Out of the Desert
Our minds and emotions are conditioned by scarcity.
For all his shortcomings, this snippet from the end of Michael Harrington’s Socialism is beautiful.
In desert societies — including the American Southwest — water is so precious that it is money. People connive and fight and die over it; governments covet it; marriages are even made and broken because of it. If one were to talk to a person who has known only that desert and tell him that in the city there are public water fountains and that children are even sometimes allowed to turn on the fire hydrants in the summer and to frolic in the water, he would be sure one were crazy. For he knows, with existential certitude, that it is human nature to fight over water.

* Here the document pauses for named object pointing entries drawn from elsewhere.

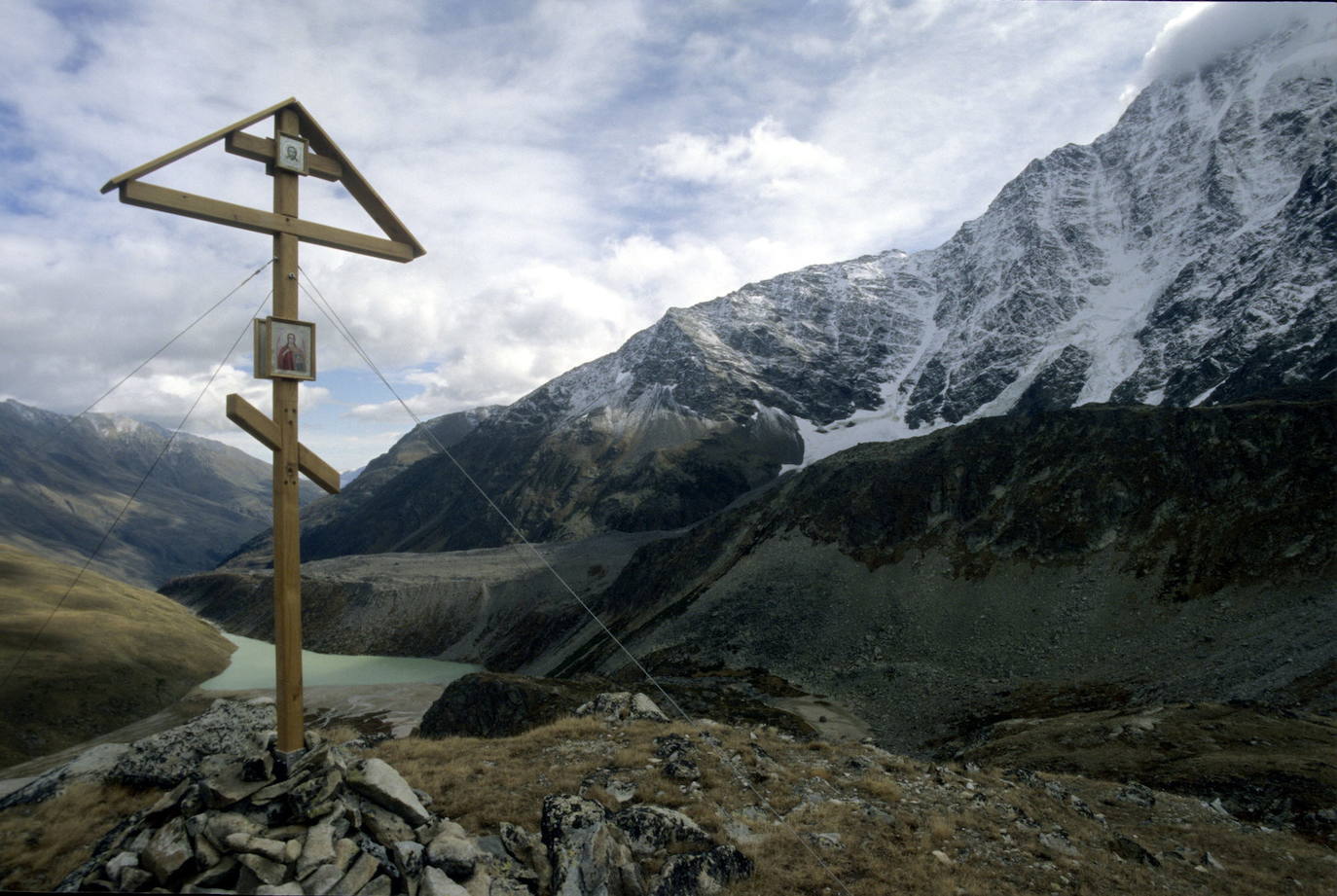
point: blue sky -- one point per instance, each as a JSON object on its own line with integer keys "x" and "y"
{"x": 574, "y": 168}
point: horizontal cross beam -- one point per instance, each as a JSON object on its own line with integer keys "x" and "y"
{"x": 254, "y": 421}
{"x": 147, "y": 196}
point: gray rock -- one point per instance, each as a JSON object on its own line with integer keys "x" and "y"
{"x": 271, "y": 849}
{"x": 164, "y": 759}
{"x": 218, "y": 827}
{"x": 358, "y": 877}
{"x": 1126, "y": 846}
{"x": 317, "y": 848}
{"x": 135, "y": 880}
{"x": 436, "y": 882}
{"x": 268, "y": 871}
{"x": 456, "y": 856}
{"x": 382, "y": 785}
{"x": 385, "y": 827}
{"x": 408, "y": 856}
{"x": 206, "y": 855}
{"x": 167, "y": 850}
{"x": 1061, "y": 844}
{"x": 314, "y": 797}
{"x": 379, "y": 885}
{"x": 653, "y": 828}
{"x": 217, "y": 875}
{"x": 322, "y": 880}
{"x": 1134, "y": 795}
{"x": 229, "y": 785}
{"x": 290, "y": 888}
{"x": 528, "y": 849}
{"x": 345, "y": 850}
{"x": 622, "y": 706}
{"x": 119, "y": 863}
{"x": 703, "y": 874}
{"x": 589, "y": 853}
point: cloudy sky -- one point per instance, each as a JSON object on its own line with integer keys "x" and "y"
{"x": 572, "y": 167}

Mankind has lived now for several millennia in the desert. Our minds and emotions are conditioned by that bitter experience; we do not dare to think that things could be otherwise. Yet there are signs that we are, without really planning it that way, marching out of the desert. There are some who loathe to leave behind the consolations of familiar brutalities; there are others who in one way or another would like to impose the law of the desert upon the Promised Land. It may even be possible that mankind cannot bear too much happiness.
It’s also possible that we will seize this opportunity and make of the earth a homeland rather than an exile. This is the socialist project. It does not promise, or even seek, to abolish the human condition, for that is impossible. It does propose to end that invidious competition and venality which, because scarcity allowed no other alternatives, we have come to think are inseparable from our humanity.